Besides an interesting professional environment, we offer you a culture that wants you to thrive and allows to learn from each other:

• We try together, we stumble together, we get up together and shape our future. Be part of our transformation, build cross-functional capabilities and discover new ways of excelling in the Cyber Security field.
• We create impact in the world of food and offer comfort for our customers worldwide. To achieve this, we build capabilities to be the cyber-resilient omni-channel wholesaler.
• We invite you to take on responsibility, make our company your company and create a business together that remains true to its roots but always seeks new solutions.
• Together, we CARRY the M, we GROW the M, we INSPIRE the M, we SHAPE the M.

The purpose of a role is:

proactively identify, assess, and manage IT and information security risks within METRO AG and its entities, which includes developing risk management strategies, guidelines, and frameworks.

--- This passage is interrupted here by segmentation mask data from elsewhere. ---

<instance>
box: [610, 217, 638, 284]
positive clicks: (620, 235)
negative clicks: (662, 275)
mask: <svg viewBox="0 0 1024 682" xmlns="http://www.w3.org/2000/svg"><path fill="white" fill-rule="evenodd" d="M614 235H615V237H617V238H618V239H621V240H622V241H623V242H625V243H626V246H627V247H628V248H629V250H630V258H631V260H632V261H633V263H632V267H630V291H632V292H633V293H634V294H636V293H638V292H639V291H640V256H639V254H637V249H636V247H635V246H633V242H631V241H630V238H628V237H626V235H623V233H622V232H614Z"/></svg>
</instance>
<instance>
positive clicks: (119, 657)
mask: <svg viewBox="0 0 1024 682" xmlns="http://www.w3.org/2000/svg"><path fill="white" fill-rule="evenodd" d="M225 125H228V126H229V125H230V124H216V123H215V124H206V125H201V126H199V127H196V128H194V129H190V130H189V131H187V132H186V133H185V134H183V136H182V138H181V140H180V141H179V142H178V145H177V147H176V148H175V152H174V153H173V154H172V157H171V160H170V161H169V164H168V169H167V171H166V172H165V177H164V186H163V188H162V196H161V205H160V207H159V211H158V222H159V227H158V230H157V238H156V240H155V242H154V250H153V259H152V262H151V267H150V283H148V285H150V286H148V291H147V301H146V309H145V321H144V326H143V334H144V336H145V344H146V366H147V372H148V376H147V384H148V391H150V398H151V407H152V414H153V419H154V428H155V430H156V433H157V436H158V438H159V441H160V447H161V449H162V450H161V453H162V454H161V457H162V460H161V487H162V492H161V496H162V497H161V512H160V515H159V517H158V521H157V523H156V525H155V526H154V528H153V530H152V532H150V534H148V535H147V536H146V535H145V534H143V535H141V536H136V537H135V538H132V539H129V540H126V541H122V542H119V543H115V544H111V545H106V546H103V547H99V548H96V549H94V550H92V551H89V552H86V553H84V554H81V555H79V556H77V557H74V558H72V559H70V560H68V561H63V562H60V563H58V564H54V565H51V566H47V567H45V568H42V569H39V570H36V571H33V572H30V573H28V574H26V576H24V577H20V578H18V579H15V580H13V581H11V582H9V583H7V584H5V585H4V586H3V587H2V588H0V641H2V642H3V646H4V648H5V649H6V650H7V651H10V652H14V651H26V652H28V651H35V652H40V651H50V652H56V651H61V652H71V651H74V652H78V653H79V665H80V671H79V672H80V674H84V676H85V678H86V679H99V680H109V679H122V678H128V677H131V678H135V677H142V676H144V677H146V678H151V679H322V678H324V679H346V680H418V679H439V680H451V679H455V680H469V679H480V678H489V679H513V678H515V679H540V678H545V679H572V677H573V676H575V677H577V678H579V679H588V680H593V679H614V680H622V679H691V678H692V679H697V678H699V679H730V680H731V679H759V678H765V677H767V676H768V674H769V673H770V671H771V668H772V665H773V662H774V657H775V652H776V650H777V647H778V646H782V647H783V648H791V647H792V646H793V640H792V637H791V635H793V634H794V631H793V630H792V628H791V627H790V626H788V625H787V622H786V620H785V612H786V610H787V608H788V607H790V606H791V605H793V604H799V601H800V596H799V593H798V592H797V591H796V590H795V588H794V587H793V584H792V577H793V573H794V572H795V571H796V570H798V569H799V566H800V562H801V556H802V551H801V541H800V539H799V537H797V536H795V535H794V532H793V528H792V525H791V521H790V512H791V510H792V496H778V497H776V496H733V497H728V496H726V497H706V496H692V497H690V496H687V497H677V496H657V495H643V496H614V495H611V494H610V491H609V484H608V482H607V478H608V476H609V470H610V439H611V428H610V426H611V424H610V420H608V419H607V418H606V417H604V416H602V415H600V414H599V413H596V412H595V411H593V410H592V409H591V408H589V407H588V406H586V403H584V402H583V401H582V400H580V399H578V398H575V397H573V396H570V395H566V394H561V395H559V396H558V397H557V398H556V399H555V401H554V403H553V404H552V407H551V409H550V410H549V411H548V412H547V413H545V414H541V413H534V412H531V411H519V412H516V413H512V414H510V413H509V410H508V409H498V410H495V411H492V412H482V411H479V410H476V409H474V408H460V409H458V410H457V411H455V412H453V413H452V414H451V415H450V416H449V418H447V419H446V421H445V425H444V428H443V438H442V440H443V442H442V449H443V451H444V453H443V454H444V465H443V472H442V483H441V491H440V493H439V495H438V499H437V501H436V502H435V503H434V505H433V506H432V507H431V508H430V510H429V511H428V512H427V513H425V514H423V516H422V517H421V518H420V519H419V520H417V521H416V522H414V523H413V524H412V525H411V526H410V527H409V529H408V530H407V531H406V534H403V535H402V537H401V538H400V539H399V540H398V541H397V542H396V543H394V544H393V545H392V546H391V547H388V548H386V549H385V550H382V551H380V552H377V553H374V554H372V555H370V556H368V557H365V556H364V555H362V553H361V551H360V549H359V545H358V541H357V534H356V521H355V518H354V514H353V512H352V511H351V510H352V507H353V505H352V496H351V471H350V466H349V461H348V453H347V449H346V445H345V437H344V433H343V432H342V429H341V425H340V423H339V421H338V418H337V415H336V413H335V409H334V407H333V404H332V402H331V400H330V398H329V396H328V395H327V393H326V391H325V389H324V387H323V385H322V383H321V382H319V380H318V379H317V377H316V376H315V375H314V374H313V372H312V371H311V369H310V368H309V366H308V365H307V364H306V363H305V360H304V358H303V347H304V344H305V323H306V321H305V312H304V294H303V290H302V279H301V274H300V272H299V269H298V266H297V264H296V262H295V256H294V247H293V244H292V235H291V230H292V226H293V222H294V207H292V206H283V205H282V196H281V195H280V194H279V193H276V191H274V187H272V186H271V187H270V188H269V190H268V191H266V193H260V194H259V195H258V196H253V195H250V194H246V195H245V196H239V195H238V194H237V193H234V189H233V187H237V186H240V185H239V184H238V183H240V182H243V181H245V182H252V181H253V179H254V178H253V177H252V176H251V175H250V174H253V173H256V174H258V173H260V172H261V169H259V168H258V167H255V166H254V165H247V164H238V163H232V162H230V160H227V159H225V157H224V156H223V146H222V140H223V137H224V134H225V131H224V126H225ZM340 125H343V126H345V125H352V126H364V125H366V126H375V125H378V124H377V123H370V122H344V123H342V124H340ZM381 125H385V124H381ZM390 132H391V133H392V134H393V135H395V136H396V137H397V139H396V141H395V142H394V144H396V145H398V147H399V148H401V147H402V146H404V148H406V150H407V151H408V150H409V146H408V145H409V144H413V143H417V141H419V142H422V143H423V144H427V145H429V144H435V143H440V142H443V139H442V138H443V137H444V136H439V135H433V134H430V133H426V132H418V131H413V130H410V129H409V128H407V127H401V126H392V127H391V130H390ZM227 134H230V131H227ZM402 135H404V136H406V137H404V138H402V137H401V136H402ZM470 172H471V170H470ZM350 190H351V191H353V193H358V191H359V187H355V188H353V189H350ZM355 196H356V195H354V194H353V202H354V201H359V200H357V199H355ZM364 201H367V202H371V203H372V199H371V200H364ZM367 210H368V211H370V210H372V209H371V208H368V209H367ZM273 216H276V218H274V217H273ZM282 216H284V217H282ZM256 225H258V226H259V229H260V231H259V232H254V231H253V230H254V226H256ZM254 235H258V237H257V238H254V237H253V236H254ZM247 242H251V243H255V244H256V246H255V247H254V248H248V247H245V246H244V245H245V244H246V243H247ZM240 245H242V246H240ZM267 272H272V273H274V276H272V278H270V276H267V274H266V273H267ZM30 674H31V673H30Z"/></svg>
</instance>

• Conduct comprehensive IT and information security risk assessments to identify potential vulnerabilities and threats.
• Contribute to develop and maintain risk management frameworks, guidelines, and standard operating procedures.
• Support the Chief Information Security Officer (CISO) and Business Information Security Officers (BISOs) to integrate IT risk management into the broader information security strategy.
• Monitor and follow-up on risk mitigation efforts & providing guidance and support to METRO entities in implementing effective IT / OT and cyber risk management practices.
• Prepare and deliver risk-related reports and updates.

Qualifications

• Relevant Masters degree in Computer Science, Information Security, or a related field
• Minimum of 3 years of experience in cyber security
• In-depth knowledge of risk management, compliance, and associated frameworks
• Familiarity with common information security standards (ISO 27001, NIST)
• Advanced skills in building detailed and actionable reports
• Proven project management abilities, ensuring projects are delivered on time and within budget
• Effective stakeholder management with strong communication and coordination skills in complex organizational environments
• Broad knowledge and overview of security architectures and security systems in IT and OT environments

Additional Information

• We offer to be part of a fast-growing international team that has significant scaling ambitions across multiple markets.
• Work-Life Balance: Trusted working hours, 30 days of vacation and home office options
• Further training: A comprehensive further training offer over an own training team as well as an own annual training budget
• Well-being: Health programs, a free fitness studio on our campus and regular employee events
• Comfort: Very good public transport connections and free parking spaces including charging facilities for e-mobility. A canteen with a varied selection of meals and discounts in our stores and at many partner companies

Please note that all job opportunities at METRO AG require that you live in / move to Germany and can be in office in Düsseldorf at least 2 times per week. We don't offer 100% remote opportunities.